Momenteel wordt slechts 35 tot 37 procent van de olie uit een ondergronds oliereservoir gewonnen. „Anders gezegd, er blijft 60 procent achter”, zei directeur dr. B. C. Scheffers van Integrated System Approach Petroleum Production donderdagmiddag bij de start van het kenniscentrum in Rijswijk (ZH). „Er moet een kwart meer uit die velden kunnen komen.”
Het winnen van aardolie gebeurt in veel gevallen door water in een reservoir te injecteren. Dat stuwt de olie naar de productieputten. Na een paar jaar kiest het water echter de weg van de minste weerstand. De put produceert dan slechts water en wordt niet meer gebruikt. Het grootste deel van de olie blijft in de grond achter.
Het ISAPP moet antwoord geven op de vraag hoe dit water op een meer uitgekiende manier kan worden geïnjecteerd, zodat een reservoir meer olie oplevert. Hierbij wordt gebruikgemaakt van sensoren en kleppen in zogenoemde slimme putten. De sensoren verschaffen detailinformatie over de situatie in een reservoir. Met behulp van kleppen moet het mogelijk zijn zo’n reservoir beter te reguleren.
Een ander onderwerp van studie is het ondergrondse scheidingsproces. Dit moet het bijvoorbeeld mogelijk maken de olie te produceren en water of koolstofdioxide in de ondergrond achter te laten.
De drie bij het kenniscentrum betrokken partijen zetten de gang erin. Binnen vijf jaar vanaf nu moeten veertig studenten promotieonderzoek gaan verrichten naar onderwerpen in ISAPP-verband. Hoogleraar petroleumwinning prof. ir. C. P. W. van Kruisdijk aan de TU Delft, vergenoegd: „Er blijft geen heilig huisje overeind.” Voorzitter ir. J. C. Huis in ’t Veld van onderzoeksinstituut TNO legde de nadruk op het praktijkgerichte karakter van de studies. „We willen graag aantrekkelijk zijn voor jonge wetenschappers.”
ISAPP past in het streven van TNO en de Delftse universiteit om netwerkverbanden aan te gaan, vooral ook met ondernemingen die voortdurend met vernieuwing bezig zijn. Huis in ’t Veld: „Dit ligt in de lijn van het beleid van het innovatieplatform van het ministerie van Economische Zaken.”
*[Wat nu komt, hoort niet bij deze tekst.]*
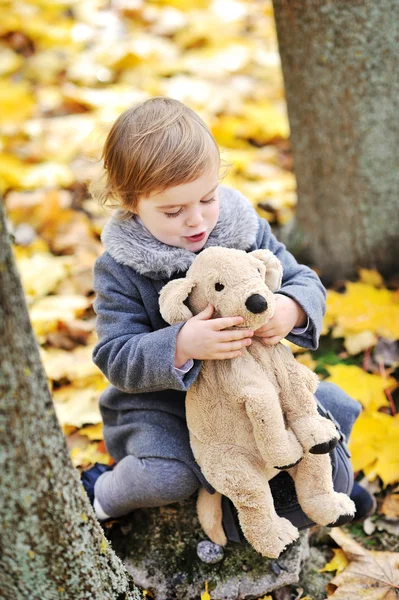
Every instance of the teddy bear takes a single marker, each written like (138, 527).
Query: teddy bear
(252, 416)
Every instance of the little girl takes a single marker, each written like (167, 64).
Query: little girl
(162, 168)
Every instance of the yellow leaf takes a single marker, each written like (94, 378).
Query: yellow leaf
(93, 432)
(374, 445)
(47, 174)
(48, 312)
(9, 61)
(358, 342)
(42, 272)
(371, 276)
(295, 349)
(75, 406)
(365, 387)
(390, 506)
(205, 595)
(307, 360)
(337, 563)
(75, 365)
(371, 575)
(12, 170)
(364, 308)
(16, 102)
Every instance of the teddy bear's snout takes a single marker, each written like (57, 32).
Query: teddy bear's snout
(256, 303)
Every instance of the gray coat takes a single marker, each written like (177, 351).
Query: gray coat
(143, 408)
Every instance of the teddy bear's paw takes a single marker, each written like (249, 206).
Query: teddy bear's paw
(316, 434)
(330, 510)
(275, 539)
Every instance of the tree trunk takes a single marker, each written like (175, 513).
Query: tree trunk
(339, 61)
(51, 546)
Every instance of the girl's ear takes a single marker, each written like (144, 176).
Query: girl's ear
(171, 300)
(274, 269)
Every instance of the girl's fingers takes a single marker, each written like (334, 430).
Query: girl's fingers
(224, 322)
(235, 334)
(231, 346)
(226, 355)
(271, 341)
(265, 334)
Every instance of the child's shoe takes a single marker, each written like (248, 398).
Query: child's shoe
(365, 503)
(88, 479)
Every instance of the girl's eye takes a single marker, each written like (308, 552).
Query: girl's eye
(171, 215)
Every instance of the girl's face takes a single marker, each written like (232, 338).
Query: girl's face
(183, 216)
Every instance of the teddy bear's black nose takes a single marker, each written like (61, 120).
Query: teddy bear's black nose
(256, 303)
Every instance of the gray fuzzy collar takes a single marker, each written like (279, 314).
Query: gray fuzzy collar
(130, 243)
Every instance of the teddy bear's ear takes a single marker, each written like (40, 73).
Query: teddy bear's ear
(171, 300)
(274, 269)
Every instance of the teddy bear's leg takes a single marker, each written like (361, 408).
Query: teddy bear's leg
(234, 473)
(316, 495)
(278, 446)
(316, 434)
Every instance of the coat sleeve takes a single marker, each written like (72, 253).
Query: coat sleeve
(133, 357)
(299, 283)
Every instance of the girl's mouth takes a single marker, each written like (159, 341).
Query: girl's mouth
(196, 238)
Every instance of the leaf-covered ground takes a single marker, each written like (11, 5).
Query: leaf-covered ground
(67, 70)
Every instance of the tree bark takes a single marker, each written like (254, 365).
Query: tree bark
(339, 61)
(51, 546)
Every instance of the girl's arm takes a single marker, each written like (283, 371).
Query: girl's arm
(133, 357)
(299, 283)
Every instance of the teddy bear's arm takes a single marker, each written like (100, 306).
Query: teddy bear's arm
(277, 445)
(297, 385)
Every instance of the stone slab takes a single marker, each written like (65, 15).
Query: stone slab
(159, 548)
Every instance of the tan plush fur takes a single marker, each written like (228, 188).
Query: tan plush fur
(250, 416)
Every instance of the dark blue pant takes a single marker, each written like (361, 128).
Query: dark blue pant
(147, 482)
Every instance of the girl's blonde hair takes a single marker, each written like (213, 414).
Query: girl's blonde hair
(153, 146)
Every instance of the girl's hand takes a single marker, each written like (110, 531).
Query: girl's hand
(204, 338)
(287, 315)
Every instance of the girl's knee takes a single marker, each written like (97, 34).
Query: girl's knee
(333, 398)
(344, 409)
(175, 481)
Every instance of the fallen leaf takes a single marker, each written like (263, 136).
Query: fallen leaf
(371, 575)
(337, 563)
(362, 386)
(390, 506)
(374, 444)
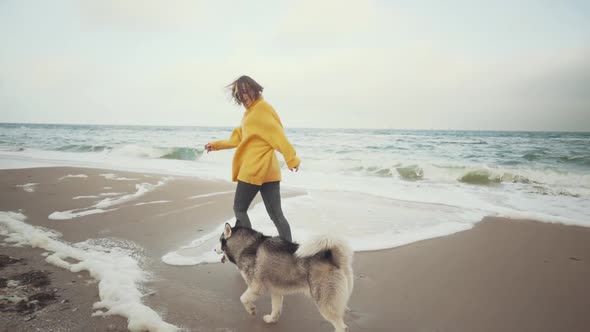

Vanzelfsprekend denkt ook Shell profijt te kunnen trekken van de studies. Dat komt klip en klaar naar voren in de voornaamste doelstellingen van het kenniscentrum. Dat zijn het maximaliseren van de opbrengsten, het opsporen en ontwikkelen van nieuwe velden en het terugdringen van de kosten. „Het gaat er in onze sector meer om wie nieuwverworven kennis als eerste kan toepassen, dan wie deze bezit”, aldus Shell-manager ir. P. Kapteijn.
Het olieconcern schudde op zijn grondvesten nadat bekend werd dat het de oliereserves te hoog had ingeschat. De nieuw te ontwerpen methoden om de reservoirs beter te benutten zullen op korte termijn niet leiden tot een spectaculaire bijstelling van de voorraden. Op termijn moet het ISAPP-programma echter zeker een positieve bijdrage leveren aan het inschatten van de reserves. Kapteijn: „Slimme ideeën koppelen aan bruikbare toepassingen, dáár gaat het om.”